The key elements of training
In order to get fitter, physical stress to the body is necessary. This is why we train. Manipulating the three elements of training will change the stress on the body.
How often you are able to train will vary hugely from person to person. It will be dependent on work and family commitments and also on the level of fitness that you have to start with.
The idea of a training plan is that you go for quality and not just quantity – More is not necessarily better. So even with a limited amount of free time for training, if you use your time wisely the benefits will be greater. This avoids just mileage for mileage sake!
• If you are a new MTB rider or only get out on your bike a handful of times a month, you will find that your performance improves quite quickly with just 2-3 workouts a week.
(Cross training is particularly useful when you are first starting out as it will minimise injury and improves the general efficiency of your heart and lungs).
• Regular MTBers will have a higher basic level of fitness to start with and should aim for between 3-5 workouts each week, work and family commitments allowing. Again these can be varied with other cross training sessions.

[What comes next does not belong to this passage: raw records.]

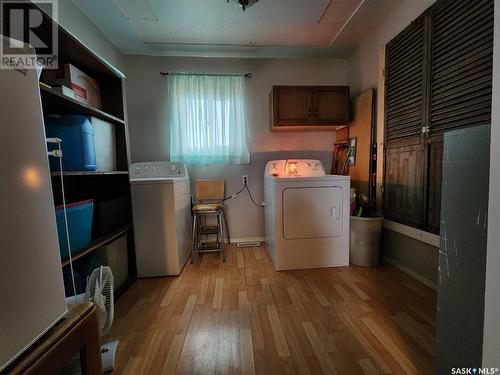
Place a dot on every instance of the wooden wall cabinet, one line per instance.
(309, 107)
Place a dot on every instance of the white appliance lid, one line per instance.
(158, 171)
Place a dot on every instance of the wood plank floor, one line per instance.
(243, 317)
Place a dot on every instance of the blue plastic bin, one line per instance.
(79, 226)
(77, 134)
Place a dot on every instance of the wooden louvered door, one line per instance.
(406, 85)
(438, 78)
(461, 81)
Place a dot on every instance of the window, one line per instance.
(208, 119)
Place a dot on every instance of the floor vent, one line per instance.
(248, 244)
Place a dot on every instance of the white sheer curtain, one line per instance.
(208, 119)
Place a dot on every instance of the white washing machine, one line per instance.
(307, 215)
(161, 207)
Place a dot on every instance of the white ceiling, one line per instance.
(270, 28)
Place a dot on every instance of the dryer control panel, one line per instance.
(295, 168)
(158, 169)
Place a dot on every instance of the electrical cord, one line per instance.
(245, 187)
(250, 195)
(66, 218)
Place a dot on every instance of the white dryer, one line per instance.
(307, 215)
(161, 208)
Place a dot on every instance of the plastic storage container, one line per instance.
(77, 134)
(80, 216)
(364, 249)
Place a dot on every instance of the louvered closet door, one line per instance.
(462, 60)
(405, 105)
(405, 80)
(461, 80)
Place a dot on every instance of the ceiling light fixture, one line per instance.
(244, 4)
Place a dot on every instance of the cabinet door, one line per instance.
(293, 105)
(404, 180)
(331, 105)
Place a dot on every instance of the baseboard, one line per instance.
(247, 239)
(411, 273)
(417, 234)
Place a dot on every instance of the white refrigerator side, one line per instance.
(31, 281)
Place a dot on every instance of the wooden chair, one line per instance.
(209, 196)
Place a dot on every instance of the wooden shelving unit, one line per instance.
(96, 244)
(102, 187)
(89, 173)
(61, 104)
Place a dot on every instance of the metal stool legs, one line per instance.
(199, 230)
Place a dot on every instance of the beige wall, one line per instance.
(363, 64)
(149, 132)
(491, 340)
(78, 24)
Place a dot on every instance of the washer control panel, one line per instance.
(158, 169)
(295, 168)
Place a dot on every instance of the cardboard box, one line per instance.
(65, 91)
(105, 145)
(86, 88)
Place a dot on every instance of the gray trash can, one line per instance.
(364, 249)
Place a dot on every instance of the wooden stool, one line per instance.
(209, 197)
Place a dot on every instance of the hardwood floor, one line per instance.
(243, 317)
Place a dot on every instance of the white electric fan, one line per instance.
(99, 290)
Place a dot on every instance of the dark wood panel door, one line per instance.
(293, 105)
(331, 105)
(462, 64)
(404, 180)
(433, 214)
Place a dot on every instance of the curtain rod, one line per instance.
(246, 75)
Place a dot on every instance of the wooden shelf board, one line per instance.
(89, 173)
(98, 243)
(55, 102)
(291, 128)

• Experienced riders will often manage 8 workouts each week with 2 training sessions done on some days. However, with work and family commitments, etc none of the training weeks will have more than 6 sessions detailed. If time does allow extra training, they should be easy paced "recovery" rides or cross training sessions.
The duration of each ride will vary depending on what you are trying to achieve in that session. Some rides may be short but of high intensity, others will be longer and at a steady pace. Long rides in the winter are always a bit of an effort due to our unique British weather. So, break them up with a café stop, take plenty of warm gear and get your mates to join you! Check out the winter-training tips. The length of your long easy pace rides should be gradually increased as the weeks go on.
• New MTBers will start with rides of between 30-60minutes. Over the weeks, rides should be increased so that in the final 2 weeks before your first event, you will have completed a ride of at least 4 hours
• Regular MTB riders will progress in the same way. In the final 2 weeks before your first event, you will have completed a ride of nearly 5 hours, as well as several 3 hour rides.
• Experienced riders will complete a ride of over 5 hours that should be almost equivalent to the full marathon distance as well as several 3 hour rides.
The intensity part of your training will prepare your body to provide:
• ENDURANCE – to enable you to keep going the entire distance.
• BURST SPEED / POWER – this is the ability to be able to produce bursts of power for short sharp climbs and that sprint finish at the end!
• SUSTAINABLE SPEED – this is the ability to keep pedaling as strongly in the last half of the ride as you did in the first.
These performance requirements are what our training plan will be designed around so that you can train specifically for the Chain Reaction Cycles events and sportives. Different training intensities when used correctly in the preparation for a MTB Marathon will enable you to complete the course comfortably, produce strong consistent efforts on hills and burn off your mates in the last 100m before the end!